Success depends on the use: a bladder that empties, improved strength in myasthenia, or reversal of paralysis after surgery. The dose is titrated carefully because the margin to cholinergic excess is real.

Bladder/GI stimulation Restored muscle strength (myasthenia) NMB reversal / glaucoma / secretions
Bladder/GI stimulation
Bethanechol increases detrusor and GI tone, helping a hypotonic bladder empty and relieving non-obstructive urinary retention or ileus.
Restored muscle strength (myasthenia)
More ACh at the neuromuscular junction (pyridostigmine) improves the weakness of myasthenia gravis.
NMB reversal / glaucoma / secretions
Neostigmine reverses non-depolarizing paralytics; pilocarpine lowers eye pressure and stimulates saliva.

Adverse effects

Every adverse effect is the parasympathetic system doing its job too much — the SLUDGE picture, plus bradycardia and bronchospasm.

Caution: Common
Salivation, sweating, lacrimation, nausea, abdominal cramping, diarrhea, urinary urgency, blurred vision/miosis.
These are ordinary muscarinic effects and often dose-limiting — the same SLUDGE letters in mild form.
Warning: Serious — cholinergic crisis Report immediately
Bradycardia, hypotension, bronchospasm/bronchorrhea, and full SLUDGE — a cholinergic crisis. Reversed with atropine.
Excess effect can cause dangerous bradycardia, bronchoconstriction with copious secretions, and respiratory compromise. The antidote is atropine. In myasthenia, distinguish this from a myasthenic (undertreatment) crisis.

Antidote

Atropine
Blocks muscarinic receptors — reverses cholinergic excess (SLUDGE) and the accompanying bradycardia in a cholinergic crisis.

Contraindications

The contraindications are the organs where added parasympathetic tone is dangerous — the airway, the slow heart, and an obstructed outlet.

Asthma / COPD
Cholinergic stimulation causes bronchospasm and increased secretions.
Mechanical GI or urinary obstruction
Stimulating contraction against a blockage can cause rupture — bethanechol requires a non-obstructed outlet.
Bradycardia / cardiac conduction disease; peptic ulcer disease; hyperthyroidism use caution
Added vagal tone slows the heart further, increases acid, and can trigger arrhythmia in hyperthyroidism.

Nursing considerations

The RN-specific layer — each action paired with the reason it matters.

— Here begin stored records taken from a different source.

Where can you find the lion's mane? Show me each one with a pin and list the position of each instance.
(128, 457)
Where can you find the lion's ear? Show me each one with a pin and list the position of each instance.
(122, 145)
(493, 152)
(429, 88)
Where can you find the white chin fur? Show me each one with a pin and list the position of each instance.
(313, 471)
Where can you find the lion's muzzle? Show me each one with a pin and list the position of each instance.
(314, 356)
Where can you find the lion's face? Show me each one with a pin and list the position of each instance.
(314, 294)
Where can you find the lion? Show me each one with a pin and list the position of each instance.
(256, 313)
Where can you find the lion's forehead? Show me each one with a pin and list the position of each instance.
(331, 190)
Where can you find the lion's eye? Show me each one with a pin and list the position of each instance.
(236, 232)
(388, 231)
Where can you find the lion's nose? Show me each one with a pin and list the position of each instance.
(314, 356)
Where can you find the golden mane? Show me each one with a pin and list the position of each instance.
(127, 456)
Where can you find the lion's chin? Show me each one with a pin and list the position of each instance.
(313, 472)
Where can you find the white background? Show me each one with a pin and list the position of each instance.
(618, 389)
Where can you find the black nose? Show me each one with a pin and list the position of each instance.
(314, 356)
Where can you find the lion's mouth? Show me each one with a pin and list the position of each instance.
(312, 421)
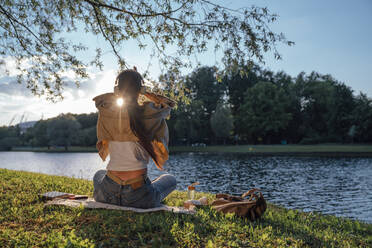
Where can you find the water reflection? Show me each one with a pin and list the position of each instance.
(336, 186)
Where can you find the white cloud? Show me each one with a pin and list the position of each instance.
(16, 99)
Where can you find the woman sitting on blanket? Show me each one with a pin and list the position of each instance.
(132, 133)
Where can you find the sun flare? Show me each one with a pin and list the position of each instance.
(120, 102)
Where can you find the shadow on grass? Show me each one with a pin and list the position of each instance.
(115, 228)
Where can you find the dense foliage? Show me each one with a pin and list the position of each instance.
(260, 108)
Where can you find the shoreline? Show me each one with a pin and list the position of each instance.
(27, 222)
(325, 150)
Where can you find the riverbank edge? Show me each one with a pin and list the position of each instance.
(252, 150)
(25, 221)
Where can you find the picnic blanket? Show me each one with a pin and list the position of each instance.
(91, 203)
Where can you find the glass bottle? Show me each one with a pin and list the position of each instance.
(191, 192)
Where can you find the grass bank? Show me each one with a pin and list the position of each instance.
(26, 222)
(287, 150)
(333, 150)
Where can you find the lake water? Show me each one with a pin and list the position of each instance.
(338, 186)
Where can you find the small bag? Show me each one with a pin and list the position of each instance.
(252, 208)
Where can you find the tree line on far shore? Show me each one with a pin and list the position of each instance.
(260, 107)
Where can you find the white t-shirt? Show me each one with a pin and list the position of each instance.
(127, 156)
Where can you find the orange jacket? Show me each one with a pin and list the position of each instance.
(113, 124)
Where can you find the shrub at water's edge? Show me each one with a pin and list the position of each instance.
(25, 221)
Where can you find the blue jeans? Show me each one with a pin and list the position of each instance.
(148, 195)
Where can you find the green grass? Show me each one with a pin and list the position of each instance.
(26, 222)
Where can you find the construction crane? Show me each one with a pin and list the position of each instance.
(11, 121)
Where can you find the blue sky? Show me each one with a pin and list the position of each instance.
(332, 37)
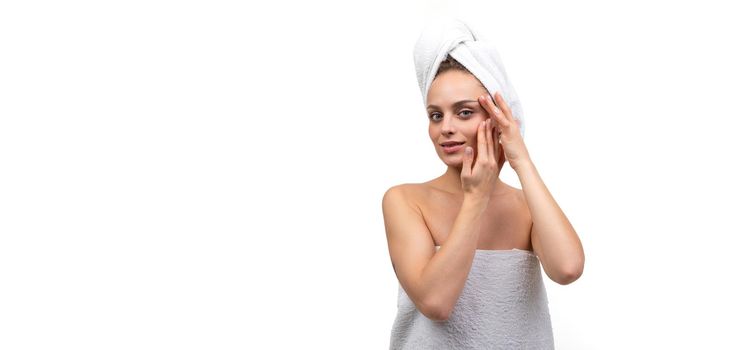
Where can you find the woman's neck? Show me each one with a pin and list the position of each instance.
(450, 182)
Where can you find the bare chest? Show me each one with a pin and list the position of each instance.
(505, 224)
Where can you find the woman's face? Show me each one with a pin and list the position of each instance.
(454, 113)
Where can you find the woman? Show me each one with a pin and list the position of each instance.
(466, 247)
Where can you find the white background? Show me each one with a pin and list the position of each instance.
(209, 174)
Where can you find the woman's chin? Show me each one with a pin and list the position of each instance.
(453, 160)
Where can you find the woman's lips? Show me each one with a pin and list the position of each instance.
(452, 148)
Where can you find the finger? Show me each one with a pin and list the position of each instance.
(490, 140)
(504, 108)
(494, 111)
(481, 142)
(496, 144)
(467, 162)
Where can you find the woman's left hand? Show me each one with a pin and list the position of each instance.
(509, 130)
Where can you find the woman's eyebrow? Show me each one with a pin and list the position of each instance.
(454, 104)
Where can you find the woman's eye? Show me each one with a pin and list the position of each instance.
(464, 116)
(466, 111)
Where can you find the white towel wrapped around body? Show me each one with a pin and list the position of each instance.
(444, 36)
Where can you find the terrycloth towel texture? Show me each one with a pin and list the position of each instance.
(444, 36)
(503, 306)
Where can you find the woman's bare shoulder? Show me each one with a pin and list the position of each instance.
(413, 192)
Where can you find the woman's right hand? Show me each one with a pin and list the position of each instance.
(479, 179)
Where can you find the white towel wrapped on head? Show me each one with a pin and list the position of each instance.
(444, 36)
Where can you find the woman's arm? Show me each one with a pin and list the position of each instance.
(553, 238)
(432, 280)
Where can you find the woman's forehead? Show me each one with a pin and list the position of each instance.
(449, 88)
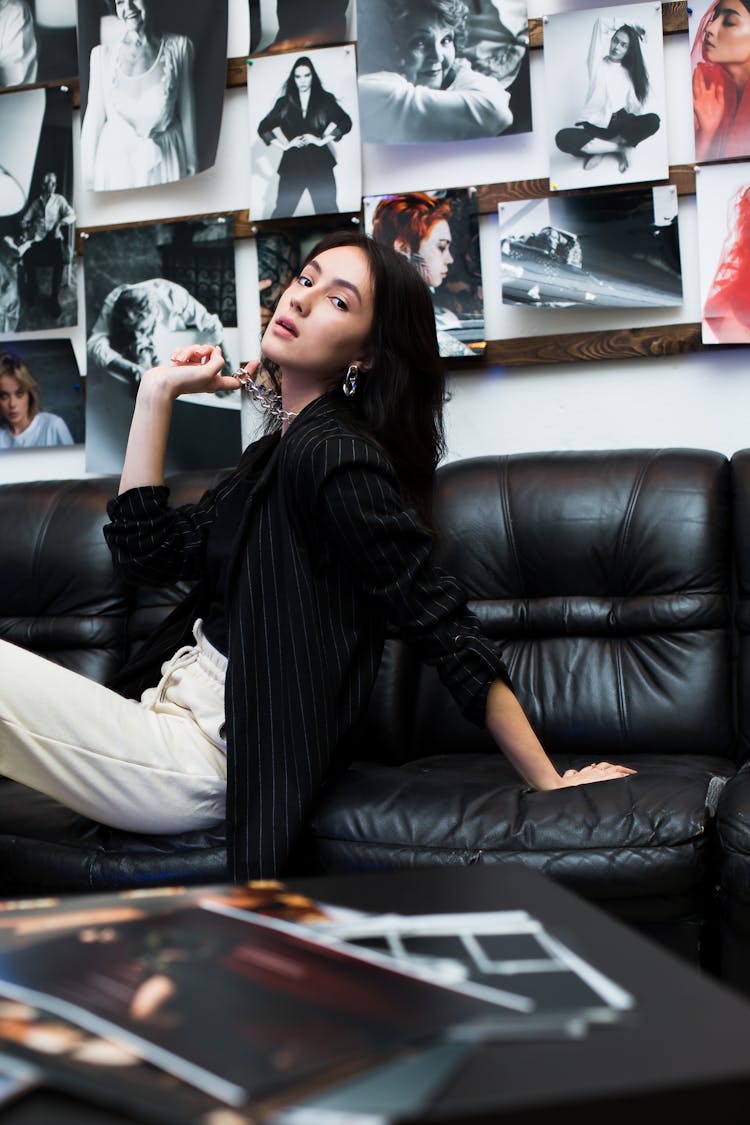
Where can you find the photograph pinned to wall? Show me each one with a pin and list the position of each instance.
(37, 42)
(720, 50)
(723, 205)
(439, 232)
(150, 289)
(150, 115)
(442, 70)
(612, 250)
(41, 394)
(37, 222)
(604, 72)
(305, 134)
(295, 25)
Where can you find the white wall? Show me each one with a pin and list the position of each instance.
(699, 399)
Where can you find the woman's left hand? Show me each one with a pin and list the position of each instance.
(196, 369)
(598, 771)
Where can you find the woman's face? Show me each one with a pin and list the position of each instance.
(726, 38)
(430, 53)
(133, 14)
(323, 321)
(619, 45)
(303, 78)
(435, 253)
(15, 404)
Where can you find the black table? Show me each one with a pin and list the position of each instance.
(684, 1054)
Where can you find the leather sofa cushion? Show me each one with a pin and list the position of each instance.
(45, 847)
(642, 837)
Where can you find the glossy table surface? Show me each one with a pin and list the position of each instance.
(684, 1052)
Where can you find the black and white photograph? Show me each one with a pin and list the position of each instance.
(604, 72)
(150, 289)
(41, 395)
(439, 232)
(37, 221)
(442, 70)
(37, 42)
(607, 250)
(723, 204)
(281, 253)
(304, 134)
(150, 115)
(295, 25)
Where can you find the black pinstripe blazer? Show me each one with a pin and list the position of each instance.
(325, 559)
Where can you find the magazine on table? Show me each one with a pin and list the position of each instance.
(264, 1000)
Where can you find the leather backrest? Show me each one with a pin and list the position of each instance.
(57, 593)
(741, 543)
(605, 578)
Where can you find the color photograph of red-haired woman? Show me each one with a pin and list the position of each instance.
(439, 233)
(720, 54)
(723, 197)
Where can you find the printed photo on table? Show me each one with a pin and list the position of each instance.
(304, 134)
(442, 70)
(148, 114)
(294, 25)
(148, 290)
(605, 97)
(612, 250)
(41, 395)
(723, 203)
(37, 221)
(37, 42)
(439, 232)
(720, 56)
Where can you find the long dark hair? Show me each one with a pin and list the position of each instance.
(633, 61)
(399, 398)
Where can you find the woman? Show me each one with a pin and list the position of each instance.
(139, 122)
(613, 119)
(721, 68)
(417, 225)
(305, 122)
(726, 309)
(301, 557)
(23, 422)
(418, 87)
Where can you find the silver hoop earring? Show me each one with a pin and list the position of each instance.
(350, 379)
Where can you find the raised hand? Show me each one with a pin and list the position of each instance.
(195, 369)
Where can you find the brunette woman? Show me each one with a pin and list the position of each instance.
(301, 557)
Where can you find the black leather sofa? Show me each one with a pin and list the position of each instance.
(606, 577)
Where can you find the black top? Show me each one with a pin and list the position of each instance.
(326, 558)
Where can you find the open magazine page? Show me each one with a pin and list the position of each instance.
(488, 954)
(243, 1008)
(179, 1000)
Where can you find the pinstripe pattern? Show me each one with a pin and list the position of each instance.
(325, 560)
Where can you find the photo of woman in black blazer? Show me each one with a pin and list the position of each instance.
(303, 558)
(305, 123)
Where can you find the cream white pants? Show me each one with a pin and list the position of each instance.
(154, 765)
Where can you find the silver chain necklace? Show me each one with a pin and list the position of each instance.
(265, 397)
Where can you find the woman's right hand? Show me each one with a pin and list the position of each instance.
(195, 369)
(598, 771)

Administration & monitoring
Give bethanechol on an empty stomach; keep the patient near a bathroom and watch for SLUDGE effects.
Why: Food causes nausea/vomiting, and the drug rapidly stimulates the bladder and gut.
Keep atropine available as the antidote; monitor heart rate and respiratory status.
Why: Cholinergic excess causes bradycardia and bronchospasm; atropine reverses it.
In myasthenia, give pyridostigmine on time and distinguish cholinergic vs myasthenic crisis.
Why: Timing maintains strength; the two crises look similar but have opposite treatments.
Patient teaching
Report excess salivation/sweating, diarrhea, wheezing, or a slow heart rate.
Why: These signal cholinergic excess before it becomes a crisis.

Sources

Educational summary for nursing students. Always verify against current prescribing information and your institution's protocols before administering. Not medical advice.